In the real world, we can sometimes stand up publicly and challenge someone who’s being abusive, at least if they’re not violent and unlikely to become so. However, the person may have a weapon (most likely a knife in NZ, unlike the USA). It may be safer to do other things. If the person seems to be violent, or likely to become so, ring the police. It’s better to ring them for nothing than to risk it escalating into something terrible. After you ring the police—and only after that—you might start videoing the abuse. It could be useful in the event the police prosecute, however, if the person sees you doing that, you could become a target.

Sometimes we can safely intervene directly, as I did back in 2017. In that post, I also shared a graphic (at right—click for a larger view) by artist Maeril, who shared it on her Facebook Page. It shows an approach we can take if we see someone being harassed. It’s not without risk, obviously, but it can be very effective, regardless of the reason they’re being harassed.

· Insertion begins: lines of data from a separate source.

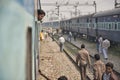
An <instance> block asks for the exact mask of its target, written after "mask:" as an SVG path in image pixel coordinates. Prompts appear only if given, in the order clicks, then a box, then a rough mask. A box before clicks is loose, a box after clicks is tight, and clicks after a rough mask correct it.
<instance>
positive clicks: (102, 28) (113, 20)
mask: <svg viewBox="0 0 120 80" xmlns="http://www.w3.org/2000/svg"><path fill="white" fill-rule="evenodd" d="M58 25H59V26H58V27H60V28H61V29H62V30H63V32H67V33H68V32H72V33H77V34H78V35H86V36H87V38H88V39H90V40H94V39H95V38H96V37H98V36H100V35H101V36H102V37H103V38H107V39H109V40H110V41H111V43H113V44H116V43H120V37H119V35H120V8H115V9H112V10H107V11H100V12H97V13H93V14H88V15H81V16H79V17H74V18H70V19H66V20H61V21H59V24H58Z"/></svg>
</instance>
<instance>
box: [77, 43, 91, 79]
mask: <svg viewBox="0 0 120 80" xmlns="http://www.w3.org/2000/svg"><path fill="white" fill-rule="evenodd" d="M76 63H77V65H78V66H79V67H80V73H81V80H86V68H87V65H88V66H89V68H90V66H91V60H90V56H89V53H88V51H87V50H86V49H85V45H84V44H82V45H81V50H80V51H79V52H78V55H77V57H76Z"/></svg>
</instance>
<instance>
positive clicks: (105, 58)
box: [102, 39, 110, 60]
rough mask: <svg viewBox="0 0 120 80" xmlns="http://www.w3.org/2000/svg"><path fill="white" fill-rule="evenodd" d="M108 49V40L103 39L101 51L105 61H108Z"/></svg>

At the moment, the best long-term strategy, and certainly the safest of all, is to model the behaviour that we’d want children to copy. If enough of us do that enough of the time, it will help. But the bigger solutions to actually fix this? At the moment, no one actually knows what they are. In the meantime, we all know one thing: This is not who we want to be. It’s up to us to make sure that this sort of thing will never be acceptable, that it will never be who we’ve become.

Footnote: Ironically, I first "met" both Richard and Penny through social media. So, social media's not all bad, all the time—but it could be so much better than it is. In my opinion, Richard and Penny are both awesome, and Auckland and New Zealand need more people like them in government and fewer bullies and harassers.


rogerogreen said...

Evben in Kiwiland, the decivilizing power of 21st century culture. It'd be easy for me to blame social media - and I do, to a degree, But it's also that people feel PERSONALLY threatened by views different from their own. A scary world.

Arthur Schenck (AmeriNZ) said...

I don't think social media alone is the problem, they just enable and even encourage the cancer to grow and spread. The mainstream newsmedia also has responsibility for being too frightened to call a spade a bloody shovel.

The cancer of decivilising populism is spreading here as well. One of our rightwing parties is rebranding itself as a populist champion of "free speech", which is code for white supremacism and proto-fascism (more about that soon).